From: PiNK SUMMER 2017 p.16-p.18 (Click here to view online magazine)


I was told: “We are sorry, but it is most likely too late.” This came after four months of hearing that “there is nothing seriously wrong.”

You can imagine my shock after being aware of my body’s condition — getting regular checkups and doing self-examinations — that overnight I had one breast swell so fast, it wouldn’t fit into my bra cup. The doctors were so confused by the condition of my breast that at first they thought it was an infection. It took four months and five doctors to realize it was not an infection, but cancer.

What a jump, a mind-stretching leap from ’not to worry’ to ‘oh my, you have an out-of-control cancer that most physicians have never heard of — and treatment knowledge is limited’.

When I was first told that I had Triple Negative Inflammatory Breast Cancer (TN IBC), I went through a range of emotions, reactions, and coping skills. A flashback to the late-1970s when my grandfather was diagnosed with lung cancer, I remembered my family whispering the “C” word.

They were afraid if the word ‘cancer’ was spoken outloud, it would somehow boomerang and strike them all. Knowing how limited determining what the stage of the cancer was, one can understand their fear at that time. Exploratory surgery was common only to determine the spread of the disease.

In my cancer experience, I felt like I was walking on quicksand. Nothing was as I would have expected it to be.


Inflammatory Breast Cancer is a rare and very aggressive form of breast cancer, accounting for one to five percent of all breast cancers diagnosed in the United States. IBC is not typically found on a mammogram. Outward physical signs are the first clue — and by that point, the cancer is stage 3. Life expectancy is less than 50% to make it to five years. And my diagnosis was Triple Negative Inflammatory Breast Cancer — a double whammy.

I learned quickly that IBC was uncharted territory. Although the disease was first written about some 200 years ago, and is viewed as the most fatal of all the breast cancers, it did not even have a medical encoding number. There were no textbooks to teach breast specialists about IBC. The list
of disconcerting news went on, with needs unmet and with each visit to MD Anderson’s Morgan Welch Clinic my meeting yet another woman in need.

I felt I was faced with an injustice. I just could not look away. I lobbied for the state of Texas to declare an Inflammatory Breast Cancer Month. In May of 2011, the proclamation was read in the House and Senate. I formed Facebook groups and set up meet-ups with other IBC patients, even on an international level.
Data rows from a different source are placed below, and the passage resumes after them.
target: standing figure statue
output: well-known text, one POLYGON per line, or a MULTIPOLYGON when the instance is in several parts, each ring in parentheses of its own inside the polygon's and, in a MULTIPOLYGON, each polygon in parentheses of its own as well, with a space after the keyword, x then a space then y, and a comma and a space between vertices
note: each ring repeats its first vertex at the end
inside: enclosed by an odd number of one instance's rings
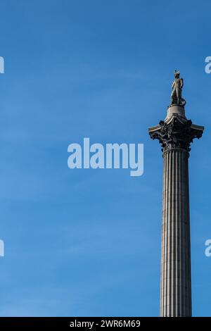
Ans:
POLYGON ((174 80, 172 85, 172 103, 171 104, 177 104, 184 106, 186 104, 186 101, 181 97, 181 90, 184 85, 183 78, 179 77, 179 71, 175 70, 174 80))

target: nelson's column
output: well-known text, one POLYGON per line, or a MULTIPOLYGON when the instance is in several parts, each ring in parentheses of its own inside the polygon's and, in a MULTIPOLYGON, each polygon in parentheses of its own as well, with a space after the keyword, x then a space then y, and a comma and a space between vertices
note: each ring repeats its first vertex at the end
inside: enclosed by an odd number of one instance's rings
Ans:
POLYGON ((188 157, 204 127, 185 115, 183 79, 175 70, 165 120, 149 128, 163 157, 160 316, 191 316, 188 157))

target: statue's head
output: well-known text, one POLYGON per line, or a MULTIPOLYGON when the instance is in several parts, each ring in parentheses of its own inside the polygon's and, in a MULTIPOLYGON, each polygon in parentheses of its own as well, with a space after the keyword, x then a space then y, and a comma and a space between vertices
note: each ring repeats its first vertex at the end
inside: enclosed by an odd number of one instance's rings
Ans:
POLYGON ((180 75, 180 72, 175 70, 174 70, 174 77, 175 78, 179 78, 179 75, 180 75))

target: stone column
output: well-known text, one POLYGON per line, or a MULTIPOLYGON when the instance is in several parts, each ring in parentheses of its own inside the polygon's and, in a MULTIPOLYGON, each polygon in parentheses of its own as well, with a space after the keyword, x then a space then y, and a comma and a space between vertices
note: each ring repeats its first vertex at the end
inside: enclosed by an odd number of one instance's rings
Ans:
POLYGON ((151 127, 163 156, 160 316, 191 316, 188 156, 190 144, 204 127, 185 116, 184 107, 169 107, 165 121, 151 127))

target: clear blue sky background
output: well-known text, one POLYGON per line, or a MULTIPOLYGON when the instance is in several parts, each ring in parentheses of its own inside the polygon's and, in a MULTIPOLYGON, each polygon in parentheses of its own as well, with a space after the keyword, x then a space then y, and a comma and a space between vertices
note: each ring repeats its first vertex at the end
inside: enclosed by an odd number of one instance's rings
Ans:
POLYGON ((210 1, 1 0, 0 315, 159 315, 162 158, 148 127, 174 70, 193 145, 194 316, 211 316, 210 1), (69 144, 143 143, 144 174, 75 170, 69 144))

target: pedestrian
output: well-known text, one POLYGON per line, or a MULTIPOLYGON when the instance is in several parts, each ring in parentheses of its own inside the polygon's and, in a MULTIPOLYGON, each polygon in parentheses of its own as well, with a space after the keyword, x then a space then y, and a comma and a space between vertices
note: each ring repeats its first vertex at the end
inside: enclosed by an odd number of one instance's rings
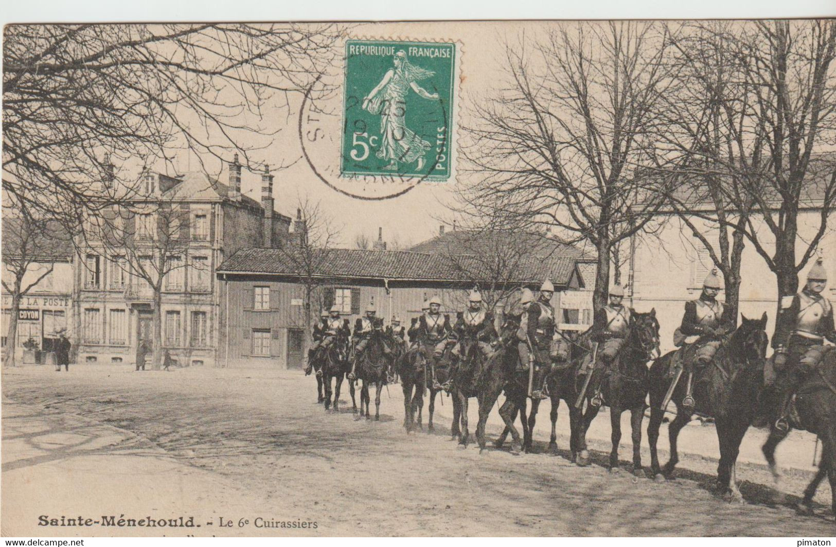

The power of one became the power of many.

The quicksand was deep and engulfing, but we were finding a foothold. The lack of research was just shocking for IBC — and really not all that impressive for Triple Negative Breast Cancer either.

I just assumed that, since breast cancer was such a hot topic, that breast cancer research was well funded.

To a point it is, but for the ones that are most fatal, like IBC and TN, the void is wide and deep.

Taking the Initiative

As I spent more time studying about my condition and treatment of IBC, I discovered that almost no funds go to IBC — and very little to TN. Because of this, I have devoted my time, as a volunteer, to educate the lay community about IBC and TN, and also to raise funds for research via a foundation I started, The IBC Network Foundation.

In the past five years, the all-volunteer-run, grassroots charity has funded just short of $100,000 to research; and by the end of this year, is expected to pass the one-million-dollar mark. The foundation also has a sister charity in the United Kingdom.

People ask me, “Do I feel victorious? Like a survivor? A warrior who slew her dragon?” I reflect, “Some days I do. Somedays I feel worn down by the mountain of need in the cancer world.”

I mostly feel grateful. It is my hope to continue the pink mission started by others before me and direct more funds to research.

We need research, and one day we all can feel victorious when we truly have an answer for this, because out of the 40,000-plus women who die each year of breast cancer in the US alone, the largest percentage of those deaths were due to Inflammatory Breast Cancer.
“Hope always” — Terry Arnold

Terry Arnold was diagnosed with TN IBC in the summer of 2007, and is founder of The IBC Network Foundation.